Des hommes tués, des enfants touchés comme Fayed 10 ans, mort pour rien au quartier de Pissevin, dans l’Ouest nîmois, en août dernier. Ceux qui restent sont des miraculés comme ce petit garçon de 8 ans, qui a vu son père mourir sous ses yeux le 20 février, dans un autre quartier, à l’Est de la ville, au Chemin-Bas-d'Avignon à Nîmes. Les malfaiteurs n’ont pas fait dans la dentelle, ils ont ouvert le feu sur la voiture dans laquelle était assis l’enfant. Une erreur de cible.
Le garçonnet tapote les joues de son père… déjà mort
« Ce petit garçon, il va falloir l’aider psychologiquement, il va falloir l’entourer sur du très long terme, afin qu’il puisse continuer à vivre avec ces images-là, celles de la mort de son père », estime maître Baptiste Scherrer qui défend avec Me Candice Dray (voir photo), le petit garçon et la famille du défunt. « Cet enfant, ce n’est pas seulement une victime psychologique, c’est une victime directe car on ne sait pas comment il a pu échapper aux balles du tireur. S’il est vivant aujourd’hui, cela tient du miracle », reprennent en chœur les deux avocats. « C’est un meurtre concernant le papa, mais aussi une tentative de meurtre sur cet enfant. Ils ont arrosé la voiture avec un enfant à l’intérieur ».
Depuis le soir du 20 février dernier, le petit garçon, scolarisé en CE2 et passionné par le foot, se pose beaucoup de questions sur l’enfer et le paradis. « Il veut aussi savoir si son papa, là où il est, a besoin d’argent. Il m’a demandé des sous pour tourner un petit film sur le paradis et ensuite envoyer l’argent à son papa », résume la mère de famille gagnée par l’émotion. Un film où apparaîtraient une petite maison, celle du papa, et un oiseau. Un enfant marqué à vie « qui était calme les jours après les faits, mais qui est très énervé et agité maintenant ».
Il met sa capuche en pensant qu’elle va le protéger des balles
La vie du garçonnet a basculé, ce 20 février 2024, vers 21h15. Il passait une semaine avec son père car ses parents ont récemment divorcé. Au départ, l’adulte doit rencontrer un ami dans le secteur du Chemin-Bas-d'Avignon. Il est 21h, l’ami est en retard. Le père, accompagné de son fils, se gare près de l’école Bruguier. Le moteur tourne et le papa sort de la voiture en laissant son fiston sur le siège arrière. La portière conducteur reste ouverte. Quelques secondes plus tard, le papa est encore dehors près de son véhicule lorsqu’une voiture approche. Des coups de feu retentissent, la voiture du père de famille est criblée de balles. Il s’effondre sur le trottoir. Le tireur et ses complices s’enfuient et brûlent leur voiture près de Nîmes. Ils prennent une autre automobile qui va filer vers Marseille. Trois hommes, dont le tireur présumé, seront arrêtés un peu plus tard dans la cité phocéenne. Ils seront mis en examen et écroués.

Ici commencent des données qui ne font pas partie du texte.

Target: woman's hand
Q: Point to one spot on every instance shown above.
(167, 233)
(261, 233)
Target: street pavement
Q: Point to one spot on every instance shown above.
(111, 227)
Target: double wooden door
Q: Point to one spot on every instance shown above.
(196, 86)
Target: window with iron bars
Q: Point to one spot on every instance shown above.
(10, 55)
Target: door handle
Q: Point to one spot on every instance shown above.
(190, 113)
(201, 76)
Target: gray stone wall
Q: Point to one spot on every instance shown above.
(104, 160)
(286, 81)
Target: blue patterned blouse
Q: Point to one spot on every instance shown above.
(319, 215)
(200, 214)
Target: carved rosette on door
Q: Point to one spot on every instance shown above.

Dans l’habitacle, le garçonnet à peur, « mais il croit qu’il s’agit de pétards », explique, les yeux dans le vide, la maman avant de poursuivre le récit que son fils lui a livré. Il y avait trois ou quatre individus. Il était dans la voiture et a essayé de se protéger des nombreuses balles de Kalachnikov qui fusaient. L’enfant « a recouvert sa tête avec la capuche de son gilet comme s’il s’agissait d’un gilet pare-balle pouvant le protéger ». Son père est mort près de lui, mais il ne le sait pas. Etan sort timidement du véhicule marqué par les impacts de balles. Il se met à terre et veut « réveiller son papa qui a les yeux ouverts », raconte la mère de famille qui n’était pas sur les lieux du drame au moment de la tragédie. Ce que n’a pas compris le petit garçon c’est que son père est déjà mort, abattu par un tueur fou. « Ils étaient là au mauvais moment et au mauvais endroit », complète la mère de famille. Des propos confirmés par les éléments d'enquête.
Lorsqu’elle arrive sur place un peu plus tard, elle ne comprend pas ce qui se passe. Pendant tout ce temps, son fils est d’abord seul avec son père. « Papa, papa », appelle doucement le petit garçon. Mais, pire dans cette histoire, c’est que l’enfant va rester par terre près de son père de longues minutes sans que personne ne le sépare de cette scène d’horreur. Des gens arrivent sur place et filment. Des enregistrements inhumains qui seront retrouvés sur les réseaux sociaux avec un petit garçon qui entoure et semble protéger son papa... dans une mare de sang.
La maman ne sait pas si son fils est vivant
« Et moi, lorsque j’arrive sur place, j’ai peur d’avoir perdu mon fils. Je rentre dans l’ambulance des pompiers et je n’ai pas vu la scène. Je ne sais pas ce qui s’est réellement passé. Mon fils est tailladé au visage, je suis en pleurs », raconte avec courage et dignité cette dame marquée à vie. « Je ne comprends pas immédiatement la situation, s’il s’agit d’un accident par exemple. Ce n’est qu’une demi-heure plus tard que je comprends... Je percute que le père de mon fils est mort, qu’il a été tué et que mon fils a échappé aux balles », ajoute-t-elle.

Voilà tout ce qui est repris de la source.